A spamming group called River City Media, led by well known spammers Alvin Slocombe and Matt Ferrisi, has had its database of 1.4 billion records leaked. IT security experts from AlienVault, FireMon and NSFOCUS commented below.
Chris Doman, Security Researcher at AlienVault:
“This is an extremely rare window into the operations of mass-spam campaigns. RCM’s apparent admission that they ran denial of service attacks against Gmail servers to trick them into accepting spam is very serious. They are talking about risking the stability of some of the internet’s core mail servers for profit. It’s bizarre these admissions are coming from chat logs that RCM themselves accidentally leaked.
Whilst the scale of data potentially lost by RCM here is massive, it’s important to note this data isn’t reported to include credentials or abused by anyone other than RCM yet.”
Paul Calatayud, CTO at FireMon:
“In the recent River City Media Ggroup data leak, over 1.4 billion records may have been exposed. Not much information is being said as to the cause, but given that this was found by Chris Vickery, who often scans the internet for vulnerable Mongo DB assets and makes reference to lack of use of passwords, one can conclude that this data leak is a result of a misconfigured Mongo DB. Open source continues to be a critical source of innovation to many organizations. In this case, being used for motivations not so noble, the lesson to be learned here is that Mongo DB continues to be an easy exploit. Ensuring that your critical systems are secure and functioning under the policies that you intend is important. Applying intelligent security management to validate your builds – both system and firewalls – to ensure Mongo DB ports are not exposed will prevent these types of data leaks in the future.”
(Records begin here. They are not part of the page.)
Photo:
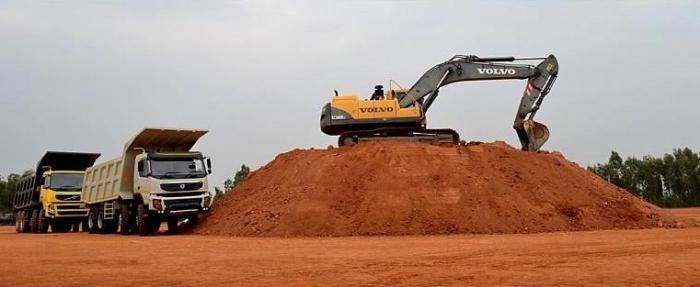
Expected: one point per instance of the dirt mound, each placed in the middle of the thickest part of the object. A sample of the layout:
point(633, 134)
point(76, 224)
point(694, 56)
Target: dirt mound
point(398, 188)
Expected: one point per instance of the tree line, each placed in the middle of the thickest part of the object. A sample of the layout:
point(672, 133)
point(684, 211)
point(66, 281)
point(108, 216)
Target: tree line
point(672, 180)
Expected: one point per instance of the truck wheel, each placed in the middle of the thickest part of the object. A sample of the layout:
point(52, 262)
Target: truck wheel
point(18, 228)
point(142, 220)
point(193, 220)
point(26, 217)
point(92, 220)
point(124, 218)
point(34, 221)
point(75, 227)
point(172, 225)
point(101, 222)
point(41, 224)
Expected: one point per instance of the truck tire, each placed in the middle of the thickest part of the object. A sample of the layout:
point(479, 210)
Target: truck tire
point(26, 217)
point(193, 220)
point(92, 220)
point(124, 218)
point(172, 225)
point(18, 228)
point(34, 221)
point(102, 223)
point(41, 224)
point(75, 226)
point(142, 220)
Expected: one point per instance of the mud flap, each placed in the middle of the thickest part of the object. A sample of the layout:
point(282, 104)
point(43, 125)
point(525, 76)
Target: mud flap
point(532, 135)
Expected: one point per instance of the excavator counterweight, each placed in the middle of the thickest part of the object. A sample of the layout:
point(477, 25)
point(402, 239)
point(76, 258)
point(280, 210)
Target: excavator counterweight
point(400, 114)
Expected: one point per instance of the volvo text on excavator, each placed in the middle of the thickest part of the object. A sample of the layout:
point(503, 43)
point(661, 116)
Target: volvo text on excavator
point(400, 114)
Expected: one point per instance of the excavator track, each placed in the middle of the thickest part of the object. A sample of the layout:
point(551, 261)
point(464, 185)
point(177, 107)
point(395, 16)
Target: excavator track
point(434, 136)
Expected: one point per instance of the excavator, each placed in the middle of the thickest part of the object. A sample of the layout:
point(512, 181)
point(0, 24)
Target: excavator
point(400, 114)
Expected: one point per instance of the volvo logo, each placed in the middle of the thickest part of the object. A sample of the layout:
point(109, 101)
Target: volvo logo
point(377, 110)
point(496, 71)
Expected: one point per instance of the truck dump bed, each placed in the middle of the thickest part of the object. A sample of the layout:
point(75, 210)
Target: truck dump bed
point(114, 178)
point(27, 192)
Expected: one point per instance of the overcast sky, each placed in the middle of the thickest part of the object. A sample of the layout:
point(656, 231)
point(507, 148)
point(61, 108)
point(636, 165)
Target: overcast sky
point(87, 76)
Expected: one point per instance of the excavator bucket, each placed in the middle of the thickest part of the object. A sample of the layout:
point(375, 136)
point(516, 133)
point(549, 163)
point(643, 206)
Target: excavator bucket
point(532, 135)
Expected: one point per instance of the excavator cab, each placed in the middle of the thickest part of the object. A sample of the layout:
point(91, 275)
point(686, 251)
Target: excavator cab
point(532, 135)
point(378, 93)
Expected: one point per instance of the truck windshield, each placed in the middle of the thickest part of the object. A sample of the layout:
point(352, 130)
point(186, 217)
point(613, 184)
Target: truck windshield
point(66, 182)
point(177, 168)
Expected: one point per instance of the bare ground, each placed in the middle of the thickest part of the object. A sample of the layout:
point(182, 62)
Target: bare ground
point(624, 257)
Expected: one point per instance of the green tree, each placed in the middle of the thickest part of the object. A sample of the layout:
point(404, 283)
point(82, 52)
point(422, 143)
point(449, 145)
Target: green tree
point(672, 180)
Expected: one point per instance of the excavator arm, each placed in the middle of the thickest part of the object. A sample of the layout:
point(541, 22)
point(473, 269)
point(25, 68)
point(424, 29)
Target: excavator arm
point(540, 79)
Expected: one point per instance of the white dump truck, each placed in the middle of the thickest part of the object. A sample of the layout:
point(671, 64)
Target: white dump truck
point(157, 178)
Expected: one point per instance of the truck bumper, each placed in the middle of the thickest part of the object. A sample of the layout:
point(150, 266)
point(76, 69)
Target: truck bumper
point(180, 206)
point(64, 210)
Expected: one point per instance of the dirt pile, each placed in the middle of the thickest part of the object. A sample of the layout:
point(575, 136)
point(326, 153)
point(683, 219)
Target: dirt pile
point(398, 188)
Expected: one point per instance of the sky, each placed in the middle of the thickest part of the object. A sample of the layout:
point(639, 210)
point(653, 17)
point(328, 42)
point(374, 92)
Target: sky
point(87, 76)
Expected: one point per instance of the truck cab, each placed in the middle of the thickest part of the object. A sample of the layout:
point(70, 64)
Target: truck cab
point(60, 194)
point(51, 197)
point(173, 184)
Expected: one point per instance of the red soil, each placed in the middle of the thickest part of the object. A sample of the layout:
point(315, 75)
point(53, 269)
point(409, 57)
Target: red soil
point(399, 188)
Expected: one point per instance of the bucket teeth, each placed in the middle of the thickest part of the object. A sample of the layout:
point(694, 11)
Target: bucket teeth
point(533, 135)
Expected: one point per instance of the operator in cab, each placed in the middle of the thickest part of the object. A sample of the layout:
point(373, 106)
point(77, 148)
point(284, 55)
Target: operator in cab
point(378, 93)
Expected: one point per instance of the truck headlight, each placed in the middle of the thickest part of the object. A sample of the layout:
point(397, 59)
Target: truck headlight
point(158, 204)
point(207, 199)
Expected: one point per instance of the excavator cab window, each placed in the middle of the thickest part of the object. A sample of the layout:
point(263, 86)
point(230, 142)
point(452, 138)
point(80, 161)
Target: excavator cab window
point(378, 93)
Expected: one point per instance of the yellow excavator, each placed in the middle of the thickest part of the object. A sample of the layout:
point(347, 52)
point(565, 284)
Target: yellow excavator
point(400, 114)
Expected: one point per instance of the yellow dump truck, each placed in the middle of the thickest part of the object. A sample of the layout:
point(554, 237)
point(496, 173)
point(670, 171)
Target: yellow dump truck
point(51, 196)
point(157, 178)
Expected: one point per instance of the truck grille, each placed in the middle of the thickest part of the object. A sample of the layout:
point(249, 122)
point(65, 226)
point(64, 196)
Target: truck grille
point(67, 197)
point(181, 186)
point(69, 206)
point(182, 204)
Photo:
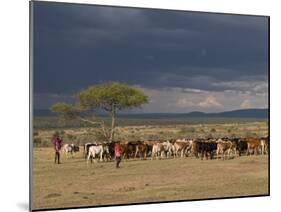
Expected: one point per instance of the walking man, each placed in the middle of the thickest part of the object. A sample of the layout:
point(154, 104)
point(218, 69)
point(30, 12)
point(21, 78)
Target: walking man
point(118, 153)
point(57, 141)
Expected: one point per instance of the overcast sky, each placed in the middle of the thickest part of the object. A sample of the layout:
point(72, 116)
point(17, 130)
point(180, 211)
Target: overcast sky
point(184, 61)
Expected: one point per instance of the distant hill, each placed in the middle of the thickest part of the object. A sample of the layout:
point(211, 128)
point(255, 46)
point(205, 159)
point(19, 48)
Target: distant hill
point(245, 113)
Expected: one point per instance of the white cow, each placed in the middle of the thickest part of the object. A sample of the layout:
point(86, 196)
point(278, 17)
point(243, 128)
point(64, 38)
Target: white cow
point(97, 151)
point(157, 150)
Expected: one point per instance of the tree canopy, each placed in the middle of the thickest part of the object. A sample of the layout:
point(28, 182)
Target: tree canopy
point(110, 97)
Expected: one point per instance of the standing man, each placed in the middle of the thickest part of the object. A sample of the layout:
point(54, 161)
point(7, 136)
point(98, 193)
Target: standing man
point(118, 153)
point(57, 141)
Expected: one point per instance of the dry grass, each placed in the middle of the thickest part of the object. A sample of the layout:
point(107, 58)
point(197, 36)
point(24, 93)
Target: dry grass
point(74, 184)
Steve Gates, Chief Research Intelligence Analyst at NSFOCUS:
“Slowloris, released in 2009, is a nothing more than a script designed to slowly consume all available connections on a server. When all connections are consumed, the server cannot process any new connections; causing a denial of service condition. Known as a “Layer 7” denial of service attack, the most effective way to defeat Slowloris is to protect servers with anti-DDoS technology, that can easily detect and block a Slowloris attack. What is interesting here is that Slowloris was being used to help distribute as many spam emails as possible; before a victim server crashed or dropped all existing connections. Once again, this is a demonstration of the originality and persistence of spammers – that never ceases to amaze.”